When the Second Boer War erupted in South Africa in 1899, Great Britain was confident that victory would come quickly and decisively. Instead, the war lasted for three grueling years. To achieve final victory, the British government was forced to depend not only on its Regular Army but also on a large volunteer force. This book spotlights Britain's "citizen army" to show who these volunteers were, why they enlisted, how they were trained--and how they quickly became disillusioned when they found themselves committed not to the supposed glories of conventional battle but instead to a prolonged guerrilla war.
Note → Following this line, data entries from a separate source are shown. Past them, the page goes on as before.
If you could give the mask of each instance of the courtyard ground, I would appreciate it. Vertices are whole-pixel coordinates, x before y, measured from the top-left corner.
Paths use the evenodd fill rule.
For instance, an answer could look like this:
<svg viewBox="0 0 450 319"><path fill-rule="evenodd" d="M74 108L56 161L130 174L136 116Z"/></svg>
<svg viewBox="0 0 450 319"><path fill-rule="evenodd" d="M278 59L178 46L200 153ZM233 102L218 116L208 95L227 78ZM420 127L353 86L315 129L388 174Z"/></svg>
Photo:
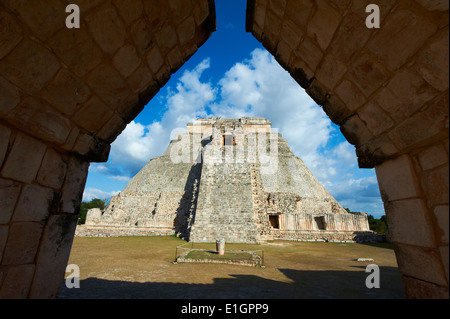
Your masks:
<svg viewBox="0 0 450 319"><path fill-rule="evenodd" d="M264 268L227 264L174 264L185 242L172 236L74 239L69 264L80 288L63 285L61 299L303 299L405 298L392 245L273 241L226 244L225 250L264 250ZM213 244L195 244L211 249ZM372 262L358 262L371 258ZM365 281L368 264L380 269L380 288Z"/></svg>

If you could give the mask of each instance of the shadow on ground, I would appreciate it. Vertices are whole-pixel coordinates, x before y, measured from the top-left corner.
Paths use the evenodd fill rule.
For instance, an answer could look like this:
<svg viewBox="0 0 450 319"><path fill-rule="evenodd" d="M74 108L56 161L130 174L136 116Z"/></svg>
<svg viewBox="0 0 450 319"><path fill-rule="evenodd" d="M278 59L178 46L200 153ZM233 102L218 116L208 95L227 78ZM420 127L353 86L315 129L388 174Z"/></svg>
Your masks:
<svg viewBox="0 0 450 319"><path fill-rule="evenodd" d="M380 288L369 289L369 273L279 269L288 280L254 275L215 278L212 284L128 282L99 278L80 281L80 288L63 286L61 299L399 299L405 298L397 268L380 267ZM288 282L290 281L290 282ZM394 282L393 282L394 281Z"/></svg>

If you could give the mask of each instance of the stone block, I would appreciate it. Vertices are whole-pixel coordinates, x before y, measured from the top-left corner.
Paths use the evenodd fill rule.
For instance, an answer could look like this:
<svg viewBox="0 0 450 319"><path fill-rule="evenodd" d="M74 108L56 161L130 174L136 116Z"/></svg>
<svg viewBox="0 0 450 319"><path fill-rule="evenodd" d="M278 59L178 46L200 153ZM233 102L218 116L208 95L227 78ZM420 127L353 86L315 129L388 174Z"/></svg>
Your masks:
<svg viewBox="0 0 450 319"><path fill-rule="evenodd" d="M359 147L373 138L372 133L367 129L366 124L361 121L358 115L353 115L340 127L342 134L347 141Z"/></svg>
<svg viewBox="0 0 450 319"><path fill-rule="evenodd" d="M343 80L334 91L351 111L356 111L366 101L361 91L350 80Z"/></svg>
<svg viewBox="0 0 450 319"><path fill-rule="evenodd" d="M16 126L43 140L63 144L72 129L70 120L45 101L25 98L10 112L9 117Z"/></svg>
<svg viewBox="0 0 450 319"><path fill-rule="evenodd" d="M389 73L368 53L362 54L353 62L349 76L366 97L389 79Z"/></svg>
<svg viewBox="0 0 450 319"><path fill-rule="evenodd" d="M77 220L76 215L50 216L36 259L30 298L57 297L56 294L64 281Z"/></svg>
<svg viewBox="0 0 450 319"><path fill-rule="evenodd" d="M72 157L67 166L66 178L61 190L61 201L58 212L78 214L84 185L86 183L89 162Z"/></svg>
<svg viewBox="0 0 450 319"><path fill-rule="evenodd" d="M19 198L21 185L19 183L0 179L0 225L8 224L14 212L14 208Z"/></svg>
<svg viewBox="0 0 450 319"><path fill-rule="evenodd" d="M394 9L367 47L390 71L396 71L436 30L435 24L418 13L406 8Z"/></svg>
<svg viewBox="0 0 450 319"><path fill-rule="evenodd" d="M436 91L415 70L403 69L374 99L394 120L401 122L435 96Z"/></svg>
<svg viewBox="0 0 450 319"><path fill-rule="evenodd" d="M144 18L138 19L131 27L131 37L136 45L136 51L145 55L155 43L155 29L157 25L152 28Z"/></svg>
<svg viewBox="0 0 450 319"><path fill-rule="evenodd" d="M0 286L1 299L28 298L34 276L34 264L5 267L4 279ZM1 273L0 273L1 277Z"/></svg>
<svg viewBox="0 0 450 319"><path fill-rule="evenodd" d="M193 6L195 23L201 25L209 15L208 1L194 1Z"/></svg>
<svg viewBox="0 0 450 319"><path fill-rule="evenodd" d="M287 44L287 42L285 42L284 40L278 42L277 53L275 55L275 59L278 61L278 63L281 66L284 66L286 68L286 66L288 65L288 62L291 59L291 54L292 54L292 49Z"/></svg>
<svg viewBox="0 0 450 319"><path fill-rule="evenodd" d="M66 159L55 150L48 148L42 160L36 181L42 186L60 189L66 174Z"/></svg>
<svg viewBox="0 0 450 319"><path fill-rule="evenodd" d="M337 125L341 125L347 120L352 112L346 107L346 104L335 94L330 95L323 104L323 110L330 117L330 120Z"/></svg>
<svg viewBox="0 0 450 319"><path fill-rule="evenodd" d="M316 72L316 76L328 90L333 90L346 72L346 65L329 53L322 59L322 63Z"/></svg>
<svg viewBox="0 0 450 319"><path fill-rule="evenodd" d="M441 245L448 246L448 205L436 206L434 208L434 216L436 217L436 223L438 226L437 238L440 240Z"/></svg>
<svg viewBox="0 0 450 319"><path fill-rule="evenodd" d="M442 144L436 144L428 147L424 151L420 152L418 157L420 166L424 171L448 163L448 154Z"/></svg>
<svg viewBox="0 0 450 319"><path fill-rule="evenodd" d="M287 0L269 0L268 7L279 17L283 17Z"/></svg>
<svg viewBox="0 0 450 319"><path fill-rule="evenodd" d="M65 151L70 151L75 145L75 142L77 141L78 135L80 134L80 128L73 127L70 130L69 136L67 137L66 141L63 145L61 145L61 149Z"/></svg>
<svg viewBox="0 0 450 319"><path fill-rule="evenodd" d="M114 5L117 7L120 16L125 24L130 25L142 16L144 6L141 1L122 1L115 0Z"/></svg>
<svg viewBox="0 0 450 319"><path fill-rule="evenodd" d="M3 165L1 175L24 183L31 183L41 166L46 146L42 142L18 133Z"/></svg>
<svg viewBox="0 0 450 319"><path fill-rule="evenodd" d="M3 59L22 40L22 28L8 13L0 12L0 59Z"/></svg>
<svg viewBox="0 0 450 319"><path fill-rule="evenodd" d="M20 90L0 76L0 115L6 116L20 102Z"/></svg>
<svg viewBox="0 0 450 319"><path fill-rule="evenodd" d="M141 59L136 53L136 48L130 44L125 45L117 51L113 59L114 67L124 76L128 77L133 73Z"/></svg>
<svg viewBox="0 0 450 319"><path fill-rule="evenodd" d="M66 115L74 114L89 96L89 88L67 69L61 69L42 91L42 97Z"/></svg>
<svg viewBox="0 0 450 319"><path fill-rule="evenodd" d="M9 146L9 137L11 135L11 130L3 125L0 125L0 166L3 163L6 152Z"/></svg>
<svg viewBox="0 0 450 319"><path fill-rule="evenodd" d="M447 277L447 282L448 282L448 261L449 261L448 260L448 255L449 255L448 244L447 244L447 246L439 247L439 252L441 253L441 260L442 260L442 264L444 266L445 276Z"/></svg>
<svg viewBox="0 0 450 319"><path fill-rule="evenodd" d="M8 266L33 263L42 230L43 225L41 223L12 223L9 227L2 264Z"/></svg>
<svg viewBox="0 0 450 319"><path fill-rule="evenodd" d="M81 133L72 148L72 152L81 155L89 162L106 162L111 145L91 134Z"/></svg>
<svg viewBox="0 0 450 319"><path fill-rule="evenodd" d="M429 205L446 205L449 203L448 165L424 172L422 184Z"/></svg>
<svg viewBox="0 0 450 319"><path fill-rule="evenodd" d="M264 30L264 21L266 19L266 10L267 10L267 1L259 1L258 5L255 5L253 12L253 31L255 31L255 27L261 30Z"/></svg>
<svg viewBox="0 0 450 319"><path fill-rule="evenodd" d="M389 136L399 149L434 143L448 136L448 95L432 100L426 109L394 127Z"/></svg>
<svg viewBox="0 0 450 319"><path fill-rule="evenodd" d="M57 32L67 17L63 2L36 0L32 6L27 1L4 0L2 3L42 41Z"/></svg>
<svg viewBox="0 0 450 319"><path fill-rule="evenodd" d="M425 9L431 11L448 11L449 2L445 0L416 0Z"/></svg>
<svg viewBox="0 0 450 319"><path fill-rule="evenodd" d="M189 17L177 27L178 40L181 45L187 44L195 36L195 20Z"/></svg>
<svg viewBox="0 0 450 319"><path fill-rule="evenodd" d="M126 28L113 5L103 5L89 14L86 22L103 52L113 54L124 44Z"/></svg>
<svg viewBox="0 0 450 319"><path fill-rule="evenodd" d="M422 199L387 202L385 209L392 242L434 247L428 208Z"/></svg>
<svg viewBox="0 0 450 319"><path fill-rule="evenodd" d="M447 3L448 5L448 3ZM417 54L414 67L422 77L439 91L449 85L449 33L443 28Z"/></svg>
<svg viewBox="0 0 450 319"><path fill-rule="evenodd" d="M86 82L112 110L122 105L130 94L125 79L108 64L101 64L92 70Z"/></svg>
<svg viewBox="0 0 450 319"><path fill-rule="evenodd" d="M313 7L314 1L312 0L287 0L286 17L294 22L295 25L298 25L302 29L306 30L308 17Z"/></svg>
<svg viewBox="0 0 450 319"><path fill-rule="evenodd" d="M178 47L173 48L167 53L167 63L170 65L172 72L178 70L184 64L183 55Z"/></svg>
<svg viewBox="0 0 450 319"><path fill-rule="evenodd" d="M181 21L192 12L192 1L188 0L169 0L169 7L173 19Z"/></svg>
<svg viewBox="0 0 450 319"><path fill-rule="evenodd" d="M317 9L308 22L307 33L312 39L316 39L320 48L325 51L336 32L342 17L333 9L328 1L315 1Z"/></svg>
<svg viewBox="0 0 450 319"><path fill-rule="evenodd" d="M73 121L90 133L98 132L113 112L96 97L92 97L74 116Z"/></svg>
<svg viewBox="0 0 450 319"><path fill-rule="evenodd" d="M398 148L387 134L383 134L356 149L360 168L374 168L383 163L386 158L398 154Z"/></svg>
<svg viewBox="0 0 450 319"><path fill-rule="evenodd" d="M296 55L303 59L308 67L315 72L320 61L322 61L322 51L317 44L309 37L305 37L297 49Z"/></svg>
<svg viewBox="0 0 450 319"><path fill-rule="evenodd" d="M419 197L420 187L408 155L388 160L375 167L383 201Z"/></svg>
<svg viewBox="0 0 450 319"><path fill-rule="evenodd" d="M126 126L124 120L120 116L114 114L111 119L103 125L97 135L99 138L112 143Z"/></svg>
<svg viewBox="0 0 450 319"><path fill-rule="evenodd" d="M156 33L155 38L162 54L169 52L178 43L177 32L170 24L165 24L162 29Z"/></svg>
<svg viewBox="0 0 450 319"><path fill-rule="evenodd" d="M403 275L428 281L440 286L447 285L447 279L437 249L394 244L398 267Z"/></svg>
<svg viewBox="0 0 450 319"><path fill-rule="evenodd" d="M127 82L134 93L141 93L153 81L152 72L146 66L138 69L127 78Z"/></svg>
<svg viewBox="0 0 450 319"><path fill-rule="evenodd" d="M22 41L11 54L0 60L0 74L31 93L41 90L59 68L56 56L31 40Z"/></svg>
<svg viewBox="0 0 450 319"><path fill-rule="evenodd" d="M277 16L272 10L267 9L264 23L263 43L270 52L275 52L281 32L282 17Z"/></svg>
<svg viewBox="0 0 450 319"><path fill-rule="evenodd" d="M289 45L292 50L295 50L300 44L303 37L303 30L296 26L290 20L283 21L281 26L280 37Z"/></svg>
<svg viewBox="0 0 450 319"><path fill-rule="evenodd" d="M348 13L333 37L330 50L340 61L351 61L359 54L371 35L372 31L365 27L365 21L359 15Z"/></svg>
<svg viewBox="0 0 450 319"><path fill-rule="evenodd" d="M403 276L403 286L409 299L448 299L448 288L416 278Z"/></svg>
<svg viewBox="0 0 450 319"><path fill-rule="evenodd" d="M358 115L374 136L379 136L394 126L394 121L389 115L373 101L369 101L359 109Z"/></svg>
<svg viewBox="0 0 450 319"><path fill-rule="evenodd" d="M80 10L83 10L83 7L80 7ZM102 51L87 27L63 28L49 40L49 43L64 64L80 77L102 62Z"/></svg>
<svg viewBox="0 0 450 319"><path fill-rule="evenodd" d="M164 58L157 46L154 46L147 55L147 63L153 74L156 74L164 65Z"/></svg>
<svg viewBox="0 0 450 319"><path fill-rule="evenodd" d="M8 225L0 225L0 264L2 262L3 251L5 250L6 240L8 239ZM0 283L2 282L2 275L0 273Z"/></svg>
<svg viewBox="0 0 450 319"><path fill-rule="evenodd" d="M43 222L50 214L54 191L39 185L25 185L14 211L13 222Z"/></svg>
In Volunteers on the Veld, Stephen M. Miller focuses on the connection between Britain's auxiliary forces--volunteers, militia, and yeomanry--and its imperial mission during the late Victorian era, looking especially at why the British war effort came to depend on their performance. Miller examines motivations for enlistment, the use of citizen-soldiers in guerrilla warfare, and the effects of combat on the soldiers themselves, weaving together the sense of national emergency, the influence of popular culture, and images of manhood that propelled so many Britons into the ranks of volunteers.
By revisiting one of the most significant guerrilla wars of the modern age--and one of the earliest examples of the use of modern media to promote mobilization for a foreign war--Volunteers on the Veld lends fresh insight into British imperial warfare while suggesting unmistakable parallels between these citizen-soldiers and today's American volunteers in Iraq.